Helping Your Child Assess Their Needs
If your child or teen is struggling—socially, emotionally, or behaviorally—it can be helpful to gently explore their own version of Maslow’s pyramid with them. You don’t have to call it that, of course. Instead, ask simple, reflective questions:
Are you feeling tired or low-energy lately?
Do you feel safe at school or in your friend group?
Do you feel like you’re doing okay in things that matter to you?
Is there anything that feels missing right now—friendships, fun, creativity?
Even younger children can benefit from this kind of needs-based check-in when adapted to their developmental level.
Therapy for your child may focus on emotional regulation, self-esteem, social skills, or trauma healing, depending on which “layer” needs the most attention.

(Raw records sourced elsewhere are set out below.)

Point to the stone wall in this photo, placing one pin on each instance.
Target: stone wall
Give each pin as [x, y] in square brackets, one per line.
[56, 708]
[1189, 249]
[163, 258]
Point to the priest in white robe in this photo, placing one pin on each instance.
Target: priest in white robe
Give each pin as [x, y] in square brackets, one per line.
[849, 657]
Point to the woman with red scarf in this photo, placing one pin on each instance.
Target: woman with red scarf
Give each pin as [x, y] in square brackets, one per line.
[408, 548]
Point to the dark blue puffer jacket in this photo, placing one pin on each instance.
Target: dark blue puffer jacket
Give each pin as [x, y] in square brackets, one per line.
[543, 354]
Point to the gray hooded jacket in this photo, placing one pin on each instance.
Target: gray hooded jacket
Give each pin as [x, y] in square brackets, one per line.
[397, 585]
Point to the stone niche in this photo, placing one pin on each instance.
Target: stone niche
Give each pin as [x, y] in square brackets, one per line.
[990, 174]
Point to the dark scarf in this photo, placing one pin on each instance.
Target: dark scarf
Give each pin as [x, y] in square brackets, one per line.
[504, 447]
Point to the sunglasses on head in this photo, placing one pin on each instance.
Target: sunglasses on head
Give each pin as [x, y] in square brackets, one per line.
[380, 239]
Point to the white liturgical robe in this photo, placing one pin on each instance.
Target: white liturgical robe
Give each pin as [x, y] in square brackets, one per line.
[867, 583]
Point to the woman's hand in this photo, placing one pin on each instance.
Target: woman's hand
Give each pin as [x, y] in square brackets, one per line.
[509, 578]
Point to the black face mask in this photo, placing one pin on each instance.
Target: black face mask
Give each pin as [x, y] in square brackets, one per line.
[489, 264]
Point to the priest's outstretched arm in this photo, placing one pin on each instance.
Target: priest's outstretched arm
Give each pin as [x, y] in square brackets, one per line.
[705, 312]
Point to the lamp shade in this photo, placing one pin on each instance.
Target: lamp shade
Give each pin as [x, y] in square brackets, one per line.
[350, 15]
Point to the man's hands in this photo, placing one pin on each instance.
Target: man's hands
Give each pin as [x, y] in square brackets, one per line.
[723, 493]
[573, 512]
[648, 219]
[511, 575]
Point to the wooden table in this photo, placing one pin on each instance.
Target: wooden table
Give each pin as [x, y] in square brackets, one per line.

Parent coaching, on the other hand, helps you better support your child and create healthier systems within the family unit. And both begin with attunement: learning to notice, name, and nurture unmet needs.
Supporting Yourself as a Parent
Here’s where things often get tricky: Parents frequently prioritize their child’s pyramid and neglect their own. The fear is, “If I focus on myself, won’t something else fall apart?”
The truth is the opposite.
When you tend to your own needs—even in small, consistent ways—you model emotional resilience and regulation for your child. You create a more stable, less reactive home environment. And you increase your own capacity to parent from a grounded, intentional place rather than one of depletion.
This doesn’t mean you need hours of self-care each day. It might be as simple as:
Drinking a full glass of water before your third cup of coffee.
Taking five quiet minutes after drop-off before opening your inbox.
Saying no to something that drains you.
Saying yes to something that fills you.
In therapy or parent coaching, we often use needs assessments to help caregivers recognize which layers of their own pyramid have gone unmet for too long. From there, we can explore what’s realistic and supportive—not just aspirational—in your current season of parenting.
Try This: A Needs Inventory Activity for Parents
Set aside 5–10 minutes to reflect:
Which level of Maslow’s pyramid feels most unmet for me right now?
What’s one small, actionable step I can take today to address that?
Examples:
If you're sleep-deprived, can you set a firmer bedtime boundary tonight?
If you feel disconnected, can you reach out to a friend for a walk or phone call?
If you feel stuck in autopilot, can you set aside 10 minutes to journal, read, or create?
You can even sketch your own pyramid and fill in how each layer is doing—then revisit it weekly. This is a powerful exercise to do with your older child or teen too, helping them develop emotional awareness and autonomy.
Final Thoughts
Parenting doesn’t have to feel like an endless juggling act. When you pause to assess your own needs—and your child’s—with compassion and intention, you create the foundation for growth, healing, and connection. Therapy or parent coaching isn’t about having it all figured out. It’s about making space for the questions:
What do I need right now? What does my child need? How can we support one another in sustainable ways?
The answers might be simpler than you think. And with support, they become more accessible too.